Oncogenic EME1 promotes tumor progression and immune modulation in human cancers with therapeutic targeting potential.

Background: EME1, a critical DNA repair endonuclease, has emerged as a potential oncogene implicated in genome instability and cancer progression. However, its pan-cancer roles, prognostic significance, immune interactions, and therapeutic targeting remain underexplored.

Methods: We conducted a comprehensive pan-cancer analysis integrating multi-omics data from public databases, including TIMER2.0, GEPIA2, TISIDB, and cBioPortal, to evaluate EME1 expression, genetic alterations, and their association with clinical outcomes, immune infiltration, and molecular pathways. Virtual screening of 3180 FDA-approved drugs and molecular dynamics (MD) simulations were employed to identify and validate potential EME1 inhibitors.

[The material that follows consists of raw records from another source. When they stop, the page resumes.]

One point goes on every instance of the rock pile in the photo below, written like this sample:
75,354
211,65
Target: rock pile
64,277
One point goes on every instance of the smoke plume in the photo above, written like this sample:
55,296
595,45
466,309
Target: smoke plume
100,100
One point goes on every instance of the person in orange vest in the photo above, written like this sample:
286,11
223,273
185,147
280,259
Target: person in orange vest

Results: EME1 was significantly overexpressed in various human cancers and positively associated with advanced tumor grade and stage. High EME1 expression and mutations were linked to poor overall and disease-free survival. Immunogenomic profiling revealed strong positive correlations between EME1 and myeloid-derived suppressor cells (MDSCs), alongside a negative association with endothelial cell function, suggesting immunosuppressive roles. Machine learning models based on EME1-associated genes demonstrated high predictive accuracy for liver hepatocellular carcinoma (AUC > 0.90). Virtual screening identified eight promising drug candidates, including Everolimus and Dioscin, with strong binding affinities. MD simulations confirmed the stability of these interactions, particularly for Dioscin.

Conclusion: This study reveals the multifaceted oncogenic roles of EME1 in tumor progression, immune evasion, and prognosis. It proposes EME1 as a promising biomarker and therapeutic target across multiple cancer types. The identified drug candidates warrant further in vitro and in vivo validation for potential repurposing in EME1-targeted cancer therapy.